Le front de la jeune fille avait cette expression caractéristique dont nous avons parlé plus haut, et qui, pour être singulière, n’en était pas moins charmante.
« Vous ne m’êtes pas complètement étranger, monsieur, dit miss Manette, en allongeant la main comme pour saisir une ombre au passage.
– Croyez-vous ? » répondit M. Lorry avec un sourire, et les deux bras tendus vers elle.
La ligne expressive qui se dessinait entre les sourcils, au-dessus d’un petit nez féminin d’une extrême délicatesse, devint encore plus profonde, et miss Manette, qui jusqu’alors s’était tenue debout près de son fauteuil, s’assit d’un air rêveur.
Le vieillard la contempla en silence, et reprenant la parole dès qu’elle se tourna vers lui :
« Je crois, lui dit-il, ne pas pouvoir mieux faire, tant que nous serons dans votre patrie adoptive, que de vous parler comme si vous étiez Anglaise.
– Je vous serai obligée, monsieur.
– Je suis un homme d’affaires, miss Manette, et la mission que j’ai à remplir n’est elle-même qu’une affaire. Veuillez donc me considérer, je vous prie, comme une simple machine parlante ; je ne suis vraiment pas autre chose.

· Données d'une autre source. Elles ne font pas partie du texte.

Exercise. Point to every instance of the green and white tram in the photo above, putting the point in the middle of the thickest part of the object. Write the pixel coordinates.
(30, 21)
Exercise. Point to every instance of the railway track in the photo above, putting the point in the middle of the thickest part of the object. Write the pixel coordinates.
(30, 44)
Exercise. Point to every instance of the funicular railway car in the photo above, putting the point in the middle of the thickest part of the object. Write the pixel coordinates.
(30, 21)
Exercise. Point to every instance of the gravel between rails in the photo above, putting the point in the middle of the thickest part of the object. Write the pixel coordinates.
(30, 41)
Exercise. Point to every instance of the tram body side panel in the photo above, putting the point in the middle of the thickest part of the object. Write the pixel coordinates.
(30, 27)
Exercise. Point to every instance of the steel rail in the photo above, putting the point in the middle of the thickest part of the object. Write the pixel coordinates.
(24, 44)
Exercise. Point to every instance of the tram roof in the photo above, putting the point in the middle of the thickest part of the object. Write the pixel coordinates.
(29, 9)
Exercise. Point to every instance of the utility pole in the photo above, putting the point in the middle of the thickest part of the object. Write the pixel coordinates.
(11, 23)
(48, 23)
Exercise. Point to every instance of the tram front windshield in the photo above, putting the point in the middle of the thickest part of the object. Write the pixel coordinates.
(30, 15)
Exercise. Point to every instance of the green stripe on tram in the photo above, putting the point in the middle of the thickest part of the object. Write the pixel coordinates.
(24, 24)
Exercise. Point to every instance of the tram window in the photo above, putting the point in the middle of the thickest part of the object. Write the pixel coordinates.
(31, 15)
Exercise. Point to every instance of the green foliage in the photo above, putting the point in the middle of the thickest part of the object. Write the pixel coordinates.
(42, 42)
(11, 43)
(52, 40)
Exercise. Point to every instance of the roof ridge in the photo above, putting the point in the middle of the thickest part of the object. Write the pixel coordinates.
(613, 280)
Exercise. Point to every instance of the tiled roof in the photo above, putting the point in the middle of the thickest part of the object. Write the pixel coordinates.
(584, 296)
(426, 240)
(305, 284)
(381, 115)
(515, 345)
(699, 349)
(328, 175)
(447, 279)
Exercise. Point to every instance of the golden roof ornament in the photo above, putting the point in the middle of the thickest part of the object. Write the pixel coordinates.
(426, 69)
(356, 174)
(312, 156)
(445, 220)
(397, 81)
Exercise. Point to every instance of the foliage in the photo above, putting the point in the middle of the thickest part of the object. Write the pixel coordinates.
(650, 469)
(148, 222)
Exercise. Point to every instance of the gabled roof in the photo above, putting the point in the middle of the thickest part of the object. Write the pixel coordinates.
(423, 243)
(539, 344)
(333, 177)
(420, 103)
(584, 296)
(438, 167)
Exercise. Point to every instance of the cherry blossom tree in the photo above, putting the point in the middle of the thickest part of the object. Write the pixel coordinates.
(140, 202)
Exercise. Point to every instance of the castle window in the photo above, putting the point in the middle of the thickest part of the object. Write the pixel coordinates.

Ceci bien établi, je vais, si vous le permettez, vous raconter l’histoire de l’un des clients de notre maison.
– L’histoire de… » interrompit miss Manette.
M. Lorry fit semblant de se méprendre sur le sens de cette interruption.
« Oui, reprit-il en toute hâte, de l’un de nos clients ; c’est ainsi, qu’en matière de banque, nous appelons les personnes avec qui nous sommes en relation. C’était un Français, un homme de science, un docteur en médecine fort distingué…
– Natif de Beauvais ?
– Mon Dieu ! oui, comme monsieur votre père, et jouissant, ainsi que le docteur Manette, d’une très-grande réputation à Paris, où il était venu s’établir. C’est dans cette dernière ville, que j’ai eu l’honneur de le connaître ; nos relations étaient de simples relations d’affaires, mais confidentielles. Je me trouvais alors attaché à notre maison de Paris…
– Puis-je vous demander à quelle époque, monsieur ?
– Il y a vingt ans, miss Manette. Ce docteur était marié ; il avait épousé une Anglaise, et j’étais chargé de ses affaires et de sa procuration. Toute sa fortune était, comme celle de beaucoup de Français, dans les mains de Tellsone et Cie, d’où il résulte que j’ai été son fondé de pouvoir, comme celui de beaucoup d’autres clients. De simples relations d’affaires, miss, où le sentiment n’avait rien à démêler. J’ai passé de l’une à l’autre, dans tout le cours de ma vie, comme je le fais à l’égard des personnes qui viennent toucher le montant d’une lettre de change, ou déposer des fonds. (Je n’ai aucun sentiment, je ne suis qu’une vraie machine.) Ce docteur…
– Mais c’est l’histoire de mon père ! s’écria miss Manette en se levant ; et je crois me rappeler, monsieur, qu’à la mort de ma mère, c’est vous qui m’avez conduite à Londres, j’en ai la presque certitude. »
M. Lorry s’empara de la main tremblante qui s’avançait vers la sienne, et, l’ayant portée à ses lèvres avec une grâce cérémonieuse, il fit rasseoir la jeune fille, posa la main gauche sur le fauteuil de cette dernière, et se servit de sa main droite pour se frotter le menton, ajuster sa petite perruque, ou pour appuyer ses paroles du mouvement de son index.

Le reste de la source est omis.